Tempo de TV terá impacto considerável nas eleições deste ano, mas não absoluto
Tempo de TV terá impacto considerável nas eleições deste ano, mas não absoluto - Karime Xavier - 26.nov.2014/Folhapress

O Brasil hoje é o terceiro país com maior queda no índice de confiança medido pelo Edelman Trust Barometer. Fica atrás dos Estados Unidos e da Itália, países em que reviravoltas inesperadas nas eleições se deram, nas quais as redes sociais foram vitais. Nos dois casos, segmentos políticos radicalizados e com discursos simples, mas objetivos, somados a lideranças carismáticas, operaram a vocalização de ressentimentos represados. Adicionalmente, pesquisa da FGV DAPP verificou que no Brasil parte dessa desconfiança não é debitável somente às instituições, mas ao descrédito de seus operadores e da conjuntura legada.

Sobre a conjuntura, à frente de outros temas importantes, dois metatemas pulsam em aberto: mercado de trabalho, para o qual tornaram-se descartados contingentes de milhões já socialmente hipossuficientes, e a violência. Todos os candidatos têm sérias dificuldades propositivas com pelo menos um desses metatemas. Natural, portanto, não confiar.

Creio que o tempo de TV terá impacto considerável, tanto quanto as estruturas partidárias, mas não absoluto.

Hoje, segundo pesquisas de diversas fontes, um brasileiro consulta o celular 78 vezes em média por dia, 96% dos internautas acessam a web via celular, 77% dos brasileiros entre 18 e 49 anos usam extensivamente as redes para se informar. Evidente causar impacto.

Fatos midiáticos alimentam e são potencializados e capilarizados pelas redes. O episódio, revelado no fim de semana, sobre a suposta compra de apoios de "influenciadores digitais" no Twitter para candidatos do PT, é prova do revés que uma ação equivocada pode provocar. Não obstante, aponta para as redes como campo sério de disputa.

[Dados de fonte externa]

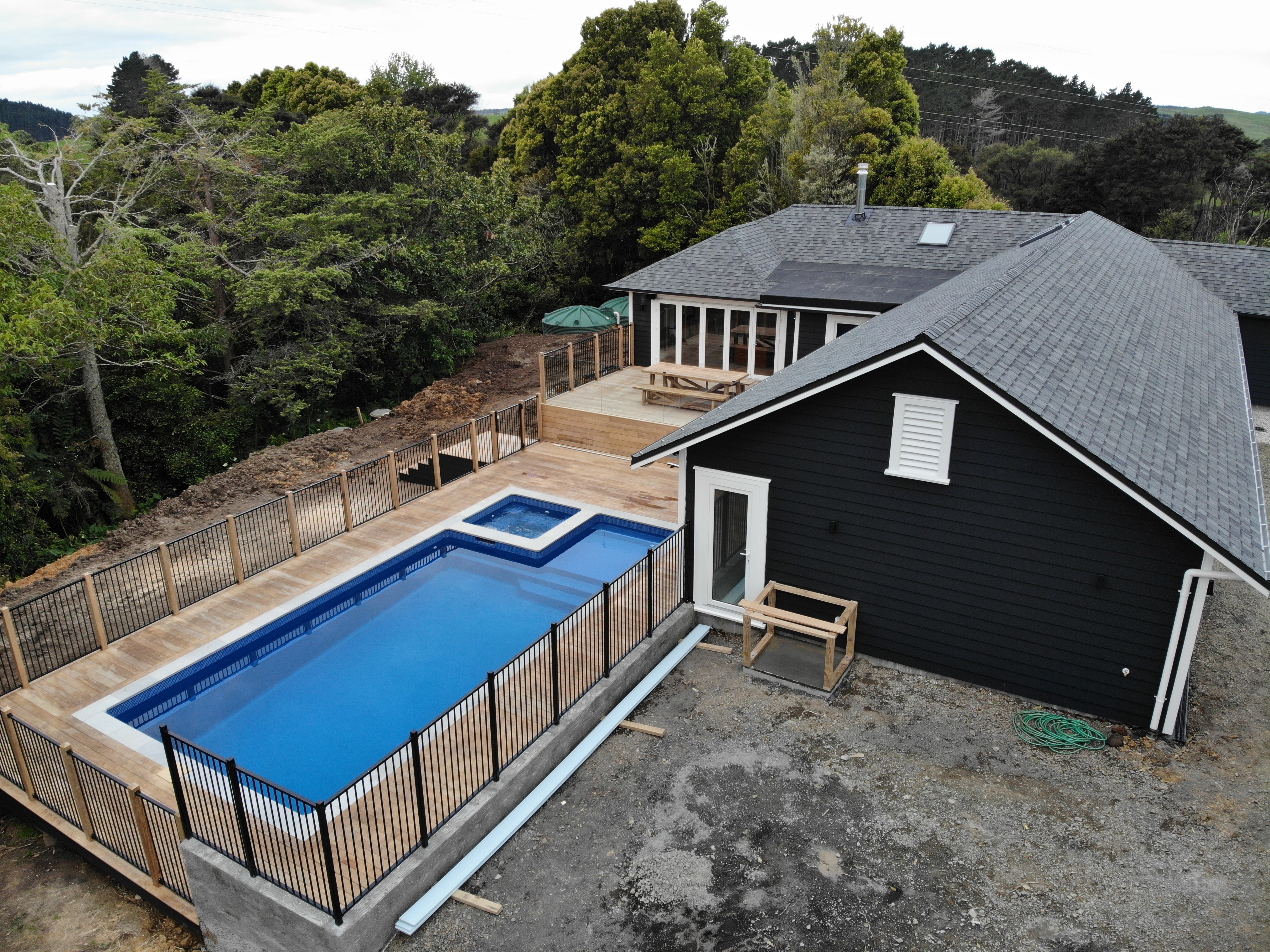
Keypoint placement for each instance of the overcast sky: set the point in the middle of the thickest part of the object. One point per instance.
(60, 53)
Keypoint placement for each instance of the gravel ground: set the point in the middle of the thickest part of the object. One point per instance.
(901, 815)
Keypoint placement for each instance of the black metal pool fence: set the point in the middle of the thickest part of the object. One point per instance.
(331, 853)
(50, 631)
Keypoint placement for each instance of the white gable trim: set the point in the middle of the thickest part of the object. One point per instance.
(1260, 586)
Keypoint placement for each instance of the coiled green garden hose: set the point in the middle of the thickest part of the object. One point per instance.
(1065, 735)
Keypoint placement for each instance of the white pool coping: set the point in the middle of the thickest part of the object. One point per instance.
(98, 718)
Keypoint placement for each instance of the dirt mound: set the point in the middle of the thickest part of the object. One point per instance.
(501, 374)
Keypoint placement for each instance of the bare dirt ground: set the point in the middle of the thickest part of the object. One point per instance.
(501, 374)
(905, 814)
(54, 902)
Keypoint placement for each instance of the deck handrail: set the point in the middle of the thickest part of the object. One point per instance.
(50, 631)
(332, 853)
(568, 367)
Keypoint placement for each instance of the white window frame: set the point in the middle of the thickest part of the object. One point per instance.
(705, 482)
(834, 320)
(897, 433)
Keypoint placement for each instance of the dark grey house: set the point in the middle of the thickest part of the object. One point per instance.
(1035, 433)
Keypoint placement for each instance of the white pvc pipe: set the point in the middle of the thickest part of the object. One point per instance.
(434, 899)
(1189, 578)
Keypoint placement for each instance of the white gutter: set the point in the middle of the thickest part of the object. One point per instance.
(434, 899)
(1205, 576)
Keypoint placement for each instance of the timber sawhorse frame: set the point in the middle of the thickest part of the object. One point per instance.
(764, 610)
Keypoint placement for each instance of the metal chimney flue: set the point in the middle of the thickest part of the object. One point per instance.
(861, 186)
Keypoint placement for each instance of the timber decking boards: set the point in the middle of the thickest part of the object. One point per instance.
(51, 701)
(615, 395)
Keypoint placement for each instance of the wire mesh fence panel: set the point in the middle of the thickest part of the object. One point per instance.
(55, 629)
(415, 469)
(370, 489)
(9, 677)
(201, 564)
(204, 781)
(555, 372)
(375, 824)
(524, 704)
(319, 512)
(457, 757)
(48, 773)
(131, 594)
(531, 421)
(115, 825)
(285, 836)
(610, 352)
(455, 454)
(166, 829)
(583, 362)
(510, 437)
(265, 536)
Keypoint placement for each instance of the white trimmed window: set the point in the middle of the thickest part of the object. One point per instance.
(921, 438)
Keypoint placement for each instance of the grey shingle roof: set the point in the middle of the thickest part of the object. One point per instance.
(1098, 333)
(1239, 275)
(738, 262)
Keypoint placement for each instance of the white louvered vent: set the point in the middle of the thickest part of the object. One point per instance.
(921, 438)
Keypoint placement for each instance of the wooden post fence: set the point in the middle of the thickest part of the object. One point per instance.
(347, 501)
(394, 489)
(11, 633)
(95, 610)
(169, 579)
(294, 522)
(235, 549)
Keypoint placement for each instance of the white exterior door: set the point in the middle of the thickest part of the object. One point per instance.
(731, 540)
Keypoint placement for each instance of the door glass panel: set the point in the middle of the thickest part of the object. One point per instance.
(765, 343)
(728, 567)
(691, 336)
(715, 318)
(667, 352)
(738, 352)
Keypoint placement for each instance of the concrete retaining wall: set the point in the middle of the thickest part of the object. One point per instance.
(243, 914)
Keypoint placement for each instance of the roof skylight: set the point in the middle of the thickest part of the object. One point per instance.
(937, 234)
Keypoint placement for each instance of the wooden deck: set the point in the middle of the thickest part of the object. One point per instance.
(50, 702)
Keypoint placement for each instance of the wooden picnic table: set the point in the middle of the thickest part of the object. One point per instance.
(685, 383)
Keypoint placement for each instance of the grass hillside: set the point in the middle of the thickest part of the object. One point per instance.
(1254, 125)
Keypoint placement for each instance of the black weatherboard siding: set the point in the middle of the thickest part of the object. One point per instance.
(994, 579)
(642, 323)
(1255, 334)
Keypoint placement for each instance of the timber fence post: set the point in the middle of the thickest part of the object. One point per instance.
(145, 833)
(77, 789)
(11, 633)
(95, 610)
(394, 483)
(294, 522)
(169, 579)
(347, 499)
(235, 549)
(18, 753)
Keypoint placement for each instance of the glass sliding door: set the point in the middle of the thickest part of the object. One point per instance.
(715, 330)
(669, 334)
(765, 344)
(740, 342)
(690, 328)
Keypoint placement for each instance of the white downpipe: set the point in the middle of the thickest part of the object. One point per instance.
(434, 899)
(1205, 574)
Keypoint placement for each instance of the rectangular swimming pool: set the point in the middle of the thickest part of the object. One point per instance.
(315, 699)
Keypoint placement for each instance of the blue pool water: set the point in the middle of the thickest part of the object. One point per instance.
(314, 700)
(521, 516)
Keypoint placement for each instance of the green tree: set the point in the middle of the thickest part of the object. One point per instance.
(69, 241)
(639, 137)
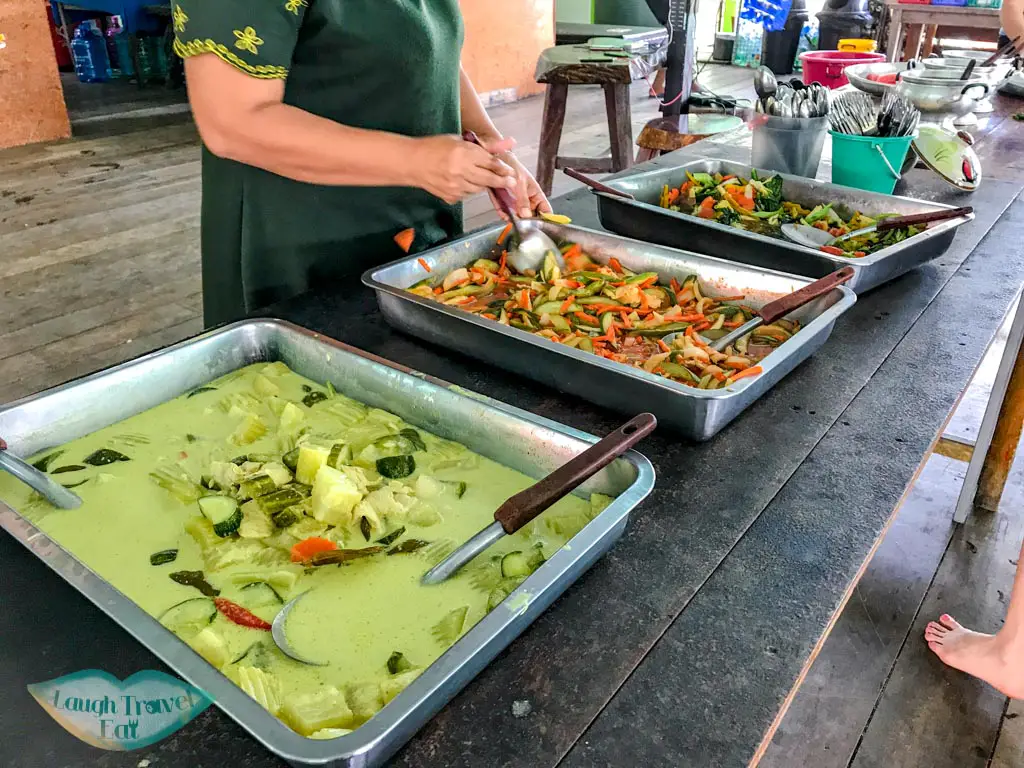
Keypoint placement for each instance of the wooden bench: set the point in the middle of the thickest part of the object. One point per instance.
(563, 66)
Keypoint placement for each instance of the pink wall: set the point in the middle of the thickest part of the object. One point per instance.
(504, 39)
(31, 98)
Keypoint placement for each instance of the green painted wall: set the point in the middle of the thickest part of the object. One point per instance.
(580, 11)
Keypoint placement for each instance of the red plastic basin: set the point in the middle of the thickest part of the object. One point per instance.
(827, 67)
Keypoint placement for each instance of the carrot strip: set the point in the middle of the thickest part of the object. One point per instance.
(505, 233)
(753, 371)
(404, 240)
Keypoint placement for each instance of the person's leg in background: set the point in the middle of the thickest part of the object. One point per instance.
(660, 10)
(998, 658)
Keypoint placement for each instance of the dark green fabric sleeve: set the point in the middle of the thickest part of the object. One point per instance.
(256, 37)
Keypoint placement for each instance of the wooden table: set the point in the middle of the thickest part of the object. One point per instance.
(911, 18)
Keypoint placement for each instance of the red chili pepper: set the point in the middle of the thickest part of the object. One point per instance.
(237, 614)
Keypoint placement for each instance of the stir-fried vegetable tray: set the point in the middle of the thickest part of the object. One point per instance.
(596, 329)
(757, 204)
(741, 223)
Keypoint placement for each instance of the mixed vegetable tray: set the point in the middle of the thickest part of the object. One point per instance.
(741, 223)
(597, 331)
(260, 462)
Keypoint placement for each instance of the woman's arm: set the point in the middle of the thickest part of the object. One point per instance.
(475, 118)
(1012, 17)
(244, 119)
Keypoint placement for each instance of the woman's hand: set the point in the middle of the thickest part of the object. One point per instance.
(454, 169)
(530, 200)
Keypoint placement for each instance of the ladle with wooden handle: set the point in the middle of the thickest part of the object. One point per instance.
(780, 307)
(53, 492)
(526, 505)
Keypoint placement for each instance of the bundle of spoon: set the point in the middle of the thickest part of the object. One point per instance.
(855, 114)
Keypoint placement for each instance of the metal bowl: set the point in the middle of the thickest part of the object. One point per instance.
(941, 94)
(857, 75)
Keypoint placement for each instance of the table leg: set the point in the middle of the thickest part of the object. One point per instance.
(1009, 426)
(616, 103)
(551, 133)
(912, 43)
(895, 32)
(931, 31)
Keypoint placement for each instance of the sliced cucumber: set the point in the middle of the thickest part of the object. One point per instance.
(396, 467)
(222, 512)
(515, 564)
(188, 616)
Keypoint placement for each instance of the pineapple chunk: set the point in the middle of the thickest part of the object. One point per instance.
(396, 684)
(250, 430)
(335, 496)
(311, 458)
(308, 713)
(202, 530)
(211, 646)
(292, 419)
(261, 686)
(365, 698)
(255, 522)
(325, 733)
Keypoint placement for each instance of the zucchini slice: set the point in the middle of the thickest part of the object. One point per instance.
(222, 512)
(515, 564)
(396, 467)
(189, 616)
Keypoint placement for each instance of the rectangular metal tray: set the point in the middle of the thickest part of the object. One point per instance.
(513, 437)
(697, 414)
(644, 219)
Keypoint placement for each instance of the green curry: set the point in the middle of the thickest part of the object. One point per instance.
(213, 510)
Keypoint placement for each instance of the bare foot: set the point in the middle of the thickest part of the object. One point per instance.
(988, 657)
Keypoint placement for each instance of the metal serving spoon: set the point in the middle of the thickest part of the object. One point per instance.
(811, 237)
(53, 492)
(534, 244)
(780, 307)
(512, 515)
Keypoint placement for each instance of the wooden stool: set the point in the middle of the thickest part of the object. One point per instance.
(563, 66)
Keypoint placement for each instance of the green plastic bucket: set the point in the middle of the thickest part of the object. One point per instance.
(868, 163)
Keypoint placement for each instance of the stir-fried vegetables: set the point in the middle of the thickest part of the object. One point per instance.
(616, 313)
(757, 205)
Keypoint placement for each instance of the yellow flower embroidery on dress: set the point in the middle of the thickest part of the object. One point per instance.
(248, 40)
(180, 18)
(196, 47)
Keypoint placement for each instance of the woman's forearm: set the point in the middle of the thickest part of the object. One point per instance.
(474, 116)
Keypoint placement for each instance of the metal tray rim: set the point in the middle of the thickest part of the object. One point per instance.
(828, 316)
(868, 260)
(357, 747)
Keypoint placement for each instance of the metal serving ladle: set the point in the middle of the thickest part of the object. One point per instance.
(41, 482)
(512, 515)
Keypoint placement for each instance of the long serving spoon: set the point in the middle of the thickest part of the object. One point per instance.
(780, 307)
(512, 515)
(53, 492)
(534, 244)
(811, 237)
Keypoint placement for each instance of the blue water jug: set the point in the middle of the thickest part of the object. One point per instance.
(89, 51)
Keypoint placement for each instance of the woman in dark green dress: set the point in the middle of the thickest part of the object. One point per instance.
(329, 126)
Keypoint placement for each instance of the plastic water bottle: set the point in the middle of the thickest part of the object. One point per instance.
(118, 50)
(89, 50)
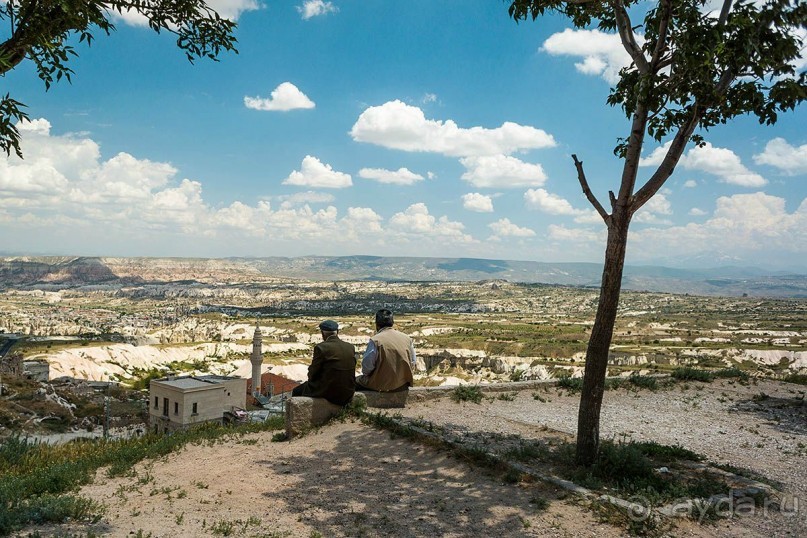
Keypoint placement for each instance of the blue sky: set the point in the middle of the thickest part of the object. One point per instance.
(414, 128)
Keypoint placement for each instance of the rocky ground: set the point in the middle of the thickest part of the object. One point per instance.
(348, 479)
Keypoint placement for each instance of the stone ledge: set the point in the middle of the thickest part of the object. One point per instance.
(385, 400)
(304, 414)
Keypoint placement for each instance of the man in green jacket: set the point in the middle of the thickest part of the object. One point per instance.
(332, 371)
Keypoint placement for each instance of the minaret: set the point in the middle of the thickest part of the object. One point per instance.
(257, 359)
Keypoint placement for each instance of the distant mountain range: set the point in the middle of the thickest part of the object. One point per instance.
(61, 271)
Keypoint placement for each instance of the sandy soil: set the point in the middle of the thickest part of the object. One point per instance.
(350, 480)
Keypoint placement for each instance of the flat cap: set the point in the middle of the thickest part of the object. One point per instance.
(329, 325)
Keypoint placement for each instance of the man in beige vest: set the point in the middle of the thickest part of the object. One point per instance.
(389, 360)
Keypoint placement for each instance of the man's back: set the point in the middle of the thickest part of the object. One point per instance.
(331, 374)
(393, 369)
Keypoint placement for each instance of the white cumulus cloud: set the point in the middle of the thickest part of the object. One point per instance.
(721, 162)
(308, 197)
(474, 201)
(744, 226)
(314, 173)
(779, 154)
(603, 54)
(505, 228)
(315, 8)
(549, 203)
(397, 125)
(228, 9)
(401, 176)
(416, 220)
(501, 171)
(285, 97)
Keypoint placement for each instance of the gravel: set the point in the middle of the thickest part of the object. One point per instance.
(758, 426)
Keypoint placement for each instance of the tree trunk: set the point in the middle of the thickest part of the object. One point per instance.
(588, 418)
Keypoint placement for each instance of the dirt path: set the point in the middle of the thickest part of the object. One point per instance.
(351, 480)
(757, 426)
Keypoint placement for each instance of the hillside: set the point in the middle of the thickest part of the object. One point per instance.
(56, 272)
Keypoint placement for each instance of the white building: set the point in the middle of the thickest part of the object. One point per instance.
(179, 402)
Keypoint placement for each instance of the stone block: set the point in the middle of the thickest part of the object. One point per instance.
(386, 400)
(303, 414)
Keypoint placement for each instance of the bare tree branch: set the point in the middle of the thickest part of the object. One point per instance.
(665, 169)
(628, 39)
(581, 177)
(661, 43)
(724, 13)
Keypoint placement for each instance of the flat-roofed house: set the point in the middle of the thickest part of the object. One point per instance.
(179, 402)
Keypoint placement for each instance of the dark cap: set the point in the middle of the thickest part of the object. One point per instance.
(329, 325)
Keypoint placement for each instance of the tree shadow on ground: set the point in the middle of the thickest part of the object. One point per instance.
(371, 485)
(788, 415)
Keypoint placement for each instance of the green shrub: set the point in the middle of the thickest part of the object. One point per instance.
(35, 478)
(799, 379)
(692, 374)
(572, 384)
(644, 382)
(733, 372)
(467, 393)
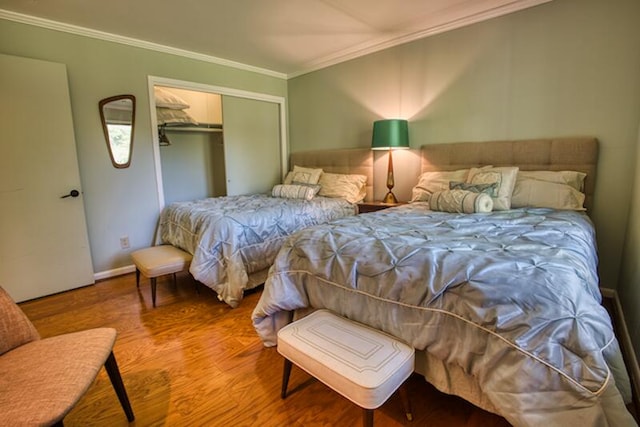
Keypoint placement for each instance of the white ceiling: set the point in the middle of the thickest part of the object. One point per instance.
(279, 37)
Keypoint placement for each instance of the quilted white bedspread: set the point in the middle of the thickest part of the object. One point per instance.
(234, 236)
(509, 297)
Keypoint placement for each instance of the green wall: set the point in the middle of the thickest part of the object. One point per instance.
(565, 68)
(119, 201)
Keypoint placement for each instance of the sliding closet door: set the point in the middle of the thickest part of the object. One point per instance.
(44, 246)
(251, 145)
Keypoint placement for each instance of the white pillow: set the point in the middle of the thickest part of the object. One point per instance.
(347, 186)
(460, 201)
(168, 115)
(300, 175)
(430, 182)
(549, 189)
(306, 192)
(505, 177)
(166, 99)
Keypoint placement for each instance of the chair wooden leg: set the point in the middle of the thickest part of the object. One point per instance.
(367, 417)
(116, 380)
(286, 373)
(153, 291)
(406, 404)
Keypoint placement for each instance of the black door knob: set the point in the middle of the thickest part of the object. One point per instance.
(72, 193)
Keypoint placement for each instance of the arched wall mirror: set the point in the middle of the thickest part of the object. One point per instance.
(118, 115)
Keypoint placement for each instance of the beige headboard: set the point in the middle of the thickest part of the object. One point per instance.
(577, 154)
(350, 161)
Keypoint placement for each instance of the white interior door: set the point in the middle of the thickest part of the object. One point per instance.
(252, 147)
(44, 246)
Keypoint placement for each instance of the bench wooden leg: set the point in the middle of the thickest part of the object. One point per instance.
(153, 291)
(367, 417)
(286, 373)
(406, 404)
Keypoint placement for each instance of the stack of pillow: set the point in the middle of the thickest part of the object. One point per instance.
(171, 108)
(306, 183)
(499, 188)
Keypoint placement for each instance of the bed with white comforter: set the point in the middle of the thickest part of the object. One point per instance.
(510, 298)
(235, 239)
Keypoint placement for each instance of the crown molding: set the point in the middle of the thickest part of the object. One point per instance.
(386, 42)
(100, 35)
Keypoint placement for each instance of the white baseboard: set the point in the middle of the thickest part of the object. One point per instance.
(626, 345)
(115, 272)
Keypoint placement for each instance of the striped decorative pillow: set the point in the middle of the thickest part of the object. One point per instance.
(461, 201)
(285, 191)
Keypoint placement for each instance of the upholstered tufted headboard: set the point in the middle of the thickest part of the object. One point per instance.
(556, 154)
(348, 161)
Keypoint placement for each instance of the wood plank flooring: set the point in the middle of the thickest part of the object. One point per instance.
(193, 361)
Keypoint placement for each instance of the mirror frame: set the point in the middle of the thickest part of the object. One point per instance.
(101, 105)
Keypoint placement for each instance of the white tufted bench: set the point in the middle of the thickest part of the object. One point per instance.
(363, 364)
(158, 261)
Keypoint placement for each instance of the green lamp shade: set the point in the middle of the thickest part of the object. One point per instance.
(389, 134)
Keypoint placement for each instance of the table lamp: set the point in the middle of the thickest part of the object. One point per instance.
(391, 134)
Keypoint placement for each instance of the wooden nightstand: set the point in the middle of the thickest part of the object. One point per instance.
(366, 207)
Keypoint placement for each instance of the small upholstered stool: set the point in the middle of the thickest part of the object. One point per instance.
(361, 363)
(158, 261)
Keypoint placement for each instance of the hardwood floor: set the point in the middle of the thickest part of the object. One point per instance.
(193, 361)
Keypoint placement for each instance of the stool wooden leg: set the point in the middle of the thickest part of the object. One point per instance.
(286, 372)
(153, 291)
(406, 404)
(367, 417)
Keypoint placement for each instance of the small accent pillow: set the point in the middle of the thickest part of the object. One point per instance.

Falamos, portanto, de vários componentes que se entrelaçam, potencializam-se e se retroalimentam, dependendo de fatores-chave.

As imagens de Geraldo Alckmin (PSDB), esta semana, filmado com chapéu nordestino, ficaram tão fakes que viraram meme nas redes. Manuela D'Ávila (PC do B) praticamente desapareceu das plataformas, dado o constrangimento da chapa tríplex do PT.

Ciro Gomes (PDT) se sai bem com a proposta do SPC, mas ao não a explicar direito, abre o flanco para críticas.

Observando a taxa de engajamento orgânico dos candidatos no mês, e ajustando as dispersões, sobressai um dado interessante. Enquanto Bolsonaro (PSL) segue firme, mas numa curva menos acentuada, Geraldo Alckmin permanece mal colocado. Fernando Haddad (PT) e Ciro crescem, sendo que o primeiro mais significativamente. Ou seja, isso traduz a identificação de campos com engajamentos, propostas e posturas.

Há vezes em que menos é mais, e a maior exposição na televisão, sem confiabilidade, pode gerar efeito contrário, bem como o mau uso das redes. Confiança é chave, não só o tempo, e repercute muito nas redes.